Ideal MHD instabilities for coronal mass ejections: interacting current channels and particle acceleration

Abstract

We review and discuss insights on ideal magnetohydrodynamic (MHD) instabilities that can play a role in destabilizing solar coronal flux rope structures. For single flux ropes, failed or actual eruptions may result from internal or external kink evolutions, or from torus unstable configurations. We highlight recent findings from 3D magnetic field reconstructions and simulations where kink and torus instabilities play a prominent role. For interacting current systems, we critically discuss different routes to coronal dynamics and global eruptions, due to current channel coalescence or to tilt-kink scenarios.
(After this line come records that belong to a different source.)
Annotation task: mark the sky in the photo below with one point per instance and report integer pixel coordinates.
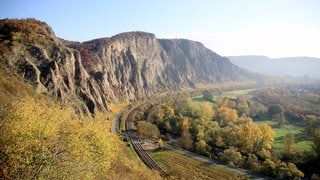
(274, 28)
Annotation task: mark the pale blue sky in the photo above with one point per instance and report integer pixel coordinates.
(275, 28)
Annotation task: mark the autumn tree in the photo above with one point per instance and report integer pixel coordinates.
(208, 96)
(231, 157)
(226, 115)
(206, 110)
(160, 143)
(147, 129)
(276, 112)
(289, 145)
(252, 138)
(205, 129)
(316, 141)
(44, 140)
(243, 108)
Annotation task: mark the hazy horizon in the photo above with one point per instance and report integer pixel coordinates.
(272, 28)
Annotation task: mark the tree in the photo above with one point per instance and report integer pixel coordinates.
(206, 110)
(316, 141)
(276, 112)
(253, 138)
(203, 148)
(186, 141)
(289, 145)
(160, 142)
(231, 157)
(275, 109)
(44, 140)
(147, 129)
(226, 115)
(243, 108)
(208, 96)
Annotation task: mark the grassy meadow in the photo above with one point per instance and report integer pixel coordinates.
(303, 142)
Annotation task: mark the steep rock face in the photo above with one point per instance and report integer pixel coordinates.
(30, 49)
(198, 63)
(91, 74)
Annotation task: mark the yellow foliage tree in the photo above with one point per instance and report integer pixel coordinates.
(41, 139)
(254, 138)
(226, 115)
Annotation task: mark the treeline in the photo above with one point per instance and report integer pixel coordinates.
(42, 139)
(223, 131)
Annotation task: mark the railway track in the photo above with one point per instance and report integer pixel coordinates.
(142, 153)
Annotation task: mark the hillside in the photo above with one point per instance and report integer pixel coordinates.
(288, 66)
(124, 67)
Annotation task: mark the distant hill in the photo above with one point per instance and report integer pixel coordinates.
(288, 66)
(92, 74)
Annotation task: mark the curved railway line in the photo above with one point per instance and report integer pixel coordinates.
(142, 153)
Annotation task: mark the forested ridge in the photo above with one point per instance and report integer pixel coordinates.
(44, 139)
(228, 129)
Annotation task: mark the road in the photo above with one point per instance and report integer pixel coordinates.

These scenarios involve the presence of two nearby current channels and are clearly distinct from the popular kink or torus instability. Since the solar corona is pervaded with myriads of magnetic loops -- creating interacting flux ropes typified by parallel or antiparallel current channels as exemplified in various recent observational studies -- coalescence or tilt-kink evolutions must be very common for destabilizing adjacent flux rope systems. Since they also evolve on ideal MHD timescales, they may well drive many sympathetic eruptions witnessed in the solar corona. Moreover, they necessarily lead to thin current sheets that are liable to reconnection. We review findings from 2D and 3D MHD simulations for tilt and coalescence evolutions, as well as on particle acceleration aspects derived from computed charged particle motions in tilt-kink disruptions and coalescing flux ropes. The latter were recently studied in two-way coupled kinetic-fluid models, where the complete phase-space information of reconnection is incorporated.